El Mercado Latino is a female-owned grocery and specialty store on Post Alley in Pike Place Market's Sanitary Market building, in Seattle's Central Waterfront district. Seattle Best Places (1996) says, "The front of this diminutive store ... boasts a green grocery stocked with vegetables and fruits used in Caribbean, South American, Spanish Creole, and Thai cuisines."
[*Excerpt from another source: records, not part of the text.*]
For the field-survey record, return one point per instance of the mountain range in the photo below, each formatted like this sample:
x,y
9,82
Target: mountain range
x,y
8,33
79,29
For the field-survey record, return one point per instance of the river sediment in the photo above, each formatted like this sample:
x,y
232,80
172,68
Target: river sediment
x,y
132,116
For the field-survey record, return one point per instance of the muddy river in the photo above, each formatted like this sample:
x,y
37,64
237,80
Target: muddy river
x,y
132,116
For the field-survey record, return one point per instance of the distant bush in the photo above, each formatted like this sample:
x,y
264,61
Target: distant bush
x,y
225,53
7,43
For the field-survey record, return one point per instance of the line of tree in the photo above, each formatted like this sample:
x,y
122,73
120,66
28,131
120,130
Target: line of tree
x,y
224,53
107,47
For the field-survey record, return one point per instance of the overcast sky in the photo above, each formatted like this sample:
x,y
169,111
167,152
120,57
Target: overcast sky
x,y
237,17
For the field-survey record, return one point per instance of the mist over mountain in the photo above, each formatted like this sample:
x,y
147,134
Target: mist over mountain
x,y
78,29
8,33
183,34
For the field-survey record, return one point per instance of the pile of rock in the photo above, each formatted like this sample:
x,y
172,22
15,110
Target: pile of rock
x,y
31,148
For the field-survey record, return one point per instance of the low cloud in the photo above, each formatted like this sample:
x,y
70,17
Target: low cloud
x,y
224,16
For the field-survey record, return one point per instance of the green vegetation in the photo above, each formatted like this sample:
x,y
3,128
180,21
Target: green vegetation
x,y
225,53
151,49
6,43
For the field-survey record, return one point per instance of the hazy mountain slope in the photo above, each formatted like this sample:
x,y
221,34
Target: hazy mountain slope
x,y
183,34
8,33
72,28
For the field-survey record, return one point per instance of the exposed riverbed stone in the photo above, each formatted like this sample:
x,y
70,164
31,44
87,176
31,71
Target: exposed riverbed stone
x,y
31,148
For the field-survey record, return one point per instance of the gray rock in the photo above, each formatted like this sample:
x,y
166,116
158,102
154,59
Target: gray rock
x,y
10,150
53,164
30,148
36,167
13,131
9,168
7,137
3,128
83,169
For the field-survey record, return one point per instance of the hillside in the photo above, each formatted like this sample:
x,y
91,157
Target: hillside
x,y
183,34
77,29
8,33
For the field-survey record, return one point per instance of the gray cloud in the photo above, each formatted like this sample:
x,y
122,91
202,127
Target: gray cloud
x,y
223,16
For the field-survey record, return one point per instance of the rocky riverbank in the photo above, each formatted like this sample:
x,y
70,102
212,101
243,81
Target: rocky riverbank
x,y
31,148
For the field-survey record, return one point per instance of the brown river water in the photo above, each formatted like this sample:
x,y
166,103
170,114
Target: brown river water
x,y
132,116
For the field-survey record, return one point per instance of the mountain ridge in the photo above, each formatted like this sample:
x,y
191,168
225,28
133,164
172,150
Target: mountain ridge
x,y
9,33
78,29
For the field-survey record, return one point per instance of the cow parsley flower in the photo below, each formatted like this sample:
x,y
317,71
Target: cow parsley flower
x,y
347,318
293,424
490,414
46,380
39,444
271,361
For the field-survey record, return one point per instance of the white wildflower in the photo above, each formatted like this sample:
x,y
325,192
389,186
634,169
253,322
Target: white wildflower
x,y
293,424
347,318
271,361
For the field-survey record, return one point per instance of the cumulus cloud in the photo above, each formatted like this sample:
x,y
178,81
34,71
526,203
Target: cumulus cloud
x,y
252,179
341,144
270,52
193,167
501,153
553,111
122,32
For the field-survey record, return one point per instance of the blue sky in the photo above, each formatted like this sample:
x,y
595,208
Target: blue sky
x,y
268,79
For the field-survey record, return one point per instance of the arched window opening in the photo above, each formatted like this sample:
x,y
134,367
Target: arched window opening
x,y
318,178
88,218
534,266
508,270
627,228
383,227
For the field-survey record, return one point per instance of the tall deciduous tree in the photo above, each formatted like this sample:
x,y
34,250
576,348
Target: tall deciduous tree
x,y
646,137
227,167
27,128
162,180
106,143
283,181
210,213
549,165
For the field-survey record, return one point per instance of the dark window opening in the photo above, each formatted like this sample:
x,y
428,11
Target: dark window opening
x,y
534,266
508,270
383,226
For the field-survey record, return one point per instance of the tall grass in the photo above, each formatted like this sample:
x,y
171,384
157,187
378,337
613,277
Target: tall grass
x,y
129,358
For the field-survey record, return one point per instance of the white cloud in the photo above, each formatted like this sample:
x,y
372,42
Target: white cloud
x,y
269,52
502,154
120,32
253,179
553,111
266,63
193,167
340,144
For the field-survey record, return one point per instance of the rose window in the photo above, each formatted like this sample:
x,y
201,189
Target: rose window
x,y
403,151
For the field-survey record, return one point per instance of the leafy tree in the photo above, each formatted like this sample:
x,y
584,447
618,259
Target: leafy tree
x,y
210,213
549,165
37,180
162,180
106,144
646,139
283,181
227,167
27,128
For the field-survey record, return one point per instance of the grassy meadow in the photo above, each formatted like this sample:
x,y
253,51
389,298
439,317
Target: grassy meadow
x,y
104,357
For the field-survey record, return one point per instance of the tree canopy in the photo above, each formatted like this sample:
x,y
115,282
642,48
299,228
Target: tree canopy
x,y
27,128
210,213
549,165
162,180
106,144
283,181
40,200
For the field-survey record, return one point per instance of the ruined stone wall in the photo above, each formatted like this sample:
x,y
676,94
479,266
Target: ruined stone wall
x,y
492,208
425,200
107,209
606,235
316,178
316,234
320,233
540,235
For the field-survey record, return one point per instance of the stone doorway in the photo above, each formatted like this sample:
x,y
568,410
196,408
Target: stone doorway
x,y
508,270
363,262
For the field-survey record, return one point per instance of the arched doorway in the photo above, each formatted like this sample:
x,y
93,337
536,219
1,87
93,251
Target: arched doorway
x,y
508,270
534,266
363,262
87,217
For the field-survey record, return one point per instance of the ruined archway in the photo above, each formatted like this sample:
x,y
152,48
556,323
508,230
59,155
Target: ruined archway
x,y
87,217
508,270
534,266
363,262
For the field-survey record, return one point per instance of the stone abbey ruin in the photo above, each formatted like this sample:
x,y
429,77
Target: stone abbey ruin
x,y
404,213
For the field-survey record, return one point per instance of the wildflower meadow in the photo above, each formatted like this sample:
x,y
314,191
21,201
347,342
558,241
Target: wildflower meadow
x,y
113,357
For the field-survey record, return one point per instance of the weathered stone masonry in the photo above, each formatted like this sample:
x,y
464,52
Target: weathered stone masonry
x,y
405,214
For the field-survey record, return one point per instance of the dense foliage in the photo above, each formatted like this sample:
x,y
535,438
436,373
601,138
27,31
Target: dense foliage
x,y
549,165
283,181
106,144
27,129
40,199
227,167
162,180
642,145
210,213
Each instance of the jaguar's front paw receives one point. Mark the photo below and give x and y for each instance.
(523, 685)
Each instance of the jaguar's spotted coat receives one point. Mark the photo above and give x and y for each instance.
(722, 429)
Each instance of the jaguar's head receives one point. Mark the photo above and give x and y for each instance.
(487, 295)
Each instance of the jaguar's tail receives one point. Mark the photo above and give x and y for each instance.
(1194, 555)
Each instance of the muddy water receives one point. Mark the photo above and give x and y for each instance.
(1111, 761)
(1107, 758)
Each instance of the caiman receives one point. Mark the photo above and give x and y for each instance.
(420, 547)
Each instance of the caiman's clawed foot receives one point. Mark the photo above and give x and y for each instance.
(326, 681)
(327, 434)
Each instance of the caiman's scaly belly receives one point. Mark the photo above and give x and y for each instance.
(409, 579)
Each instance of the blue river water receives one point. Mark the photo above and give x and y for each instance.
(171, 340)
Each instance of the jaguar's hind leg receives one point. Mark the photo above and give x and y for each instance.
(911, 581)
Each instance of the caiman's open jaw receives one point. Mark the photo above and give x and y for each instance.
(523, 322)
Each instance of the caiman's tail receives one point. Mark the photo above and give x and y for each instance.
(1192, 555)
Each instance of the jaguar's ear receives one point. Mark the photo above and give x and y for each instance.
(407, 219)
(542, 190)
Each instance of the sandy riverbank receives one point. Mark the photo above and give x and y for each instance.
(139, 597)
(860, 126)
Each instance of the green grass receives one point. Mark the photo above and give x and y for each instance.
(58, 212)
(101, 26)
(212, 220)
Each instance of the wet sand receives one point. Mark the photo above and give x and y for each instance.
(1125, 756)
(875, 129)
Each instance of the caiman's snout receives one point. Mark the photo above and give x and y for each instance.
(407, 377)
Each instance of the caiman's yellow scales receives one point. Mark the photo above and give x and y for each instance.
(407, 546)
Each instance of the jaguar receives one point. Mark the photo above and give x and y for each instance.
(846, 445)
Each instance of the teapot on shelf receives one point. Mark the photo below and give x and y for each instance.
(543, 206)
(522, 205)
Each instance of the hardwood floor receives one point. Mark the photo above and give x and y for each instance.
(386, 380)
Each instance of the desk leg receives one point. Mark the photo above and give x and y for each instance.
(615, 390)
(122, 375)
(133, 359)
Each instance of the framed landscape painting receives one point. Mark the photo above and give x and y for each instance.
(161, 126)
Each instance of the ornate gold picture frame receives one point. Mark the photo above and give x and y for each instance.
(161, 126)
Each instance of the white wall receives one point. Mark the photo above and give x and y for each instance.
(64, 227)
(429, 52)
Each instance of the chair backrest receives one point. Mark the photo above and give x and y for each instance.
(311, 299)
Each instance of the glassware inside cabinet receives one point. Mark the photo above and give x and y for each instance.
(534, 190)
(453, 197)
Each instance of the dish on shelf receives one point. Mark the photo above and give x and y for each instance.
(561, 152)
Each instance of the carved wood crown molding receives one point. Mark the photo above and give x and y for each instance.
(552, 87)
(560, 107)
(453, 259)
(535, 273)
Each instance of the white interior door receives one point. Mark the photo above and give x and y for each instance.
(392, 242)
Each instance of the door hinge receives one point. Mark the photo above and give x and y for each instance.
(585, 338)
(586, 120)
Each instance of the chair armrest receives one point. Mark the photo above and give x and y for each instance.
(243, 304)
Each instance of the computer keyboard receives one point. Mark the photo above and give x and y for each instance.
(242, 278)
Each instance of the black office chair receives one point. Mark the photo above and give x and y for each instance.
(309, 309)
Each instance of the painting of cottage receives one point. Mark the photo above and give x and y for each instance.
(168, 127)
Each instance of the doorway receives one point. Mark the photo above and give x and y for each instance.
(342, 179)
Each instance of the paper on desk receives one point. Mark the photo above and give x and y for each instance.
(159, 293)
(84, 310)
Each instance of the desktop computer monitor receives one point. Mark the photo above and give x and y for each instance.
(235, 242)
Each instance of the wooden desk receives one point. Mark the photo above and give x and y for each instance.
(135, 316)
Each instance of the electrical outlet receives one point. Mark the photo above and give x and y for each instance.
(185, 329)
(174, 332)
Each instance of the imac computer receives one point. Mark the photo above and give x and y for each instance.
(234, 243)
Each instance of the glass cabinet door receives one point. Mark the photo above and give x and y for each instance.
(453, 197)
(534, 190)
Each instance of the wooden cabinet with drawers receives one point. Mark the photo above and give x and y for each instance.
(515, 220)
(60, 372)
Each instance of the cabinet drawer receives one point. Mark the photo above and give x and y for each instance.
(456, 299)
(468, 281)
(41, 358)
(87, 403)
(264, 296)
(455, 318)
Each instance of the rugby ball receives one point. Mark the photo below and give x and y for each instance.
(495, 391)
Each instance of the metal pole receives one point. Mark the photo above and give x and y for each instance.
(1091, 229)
The business sells Latin American foods and related products such as chili peppers, corn flour, dulce de leche, hot sauces, guava and passion fruit concentrates, Kaffir lime leaves, Lizano sauce, Mexican candies, Spanish saffron, and other spices. El Mercado Latino has also stocked canned goods, habaneros, Inca Kola, masa, tortillas, and other Mexican products. The shop serves empanadas on-site.

== History ==
Established in 1988, El Mercado Latino has been described as "one of Seattle's oldest Mexican grocery stores".

== Reception ==
In 2006, Neal Schindler of Seattle Weekly called El Mercado Latino a "hot-climate haven". The business topped Clive Irving's list of favorite Seattle shops for Condé Nast Traveler in 2011. In 2014, Thrillist's Chona Kasinger said the store "slings some of the city's best empanadas". Steven Hsieh included the business in The Stranger's 2017 "guide to Seattle for international students".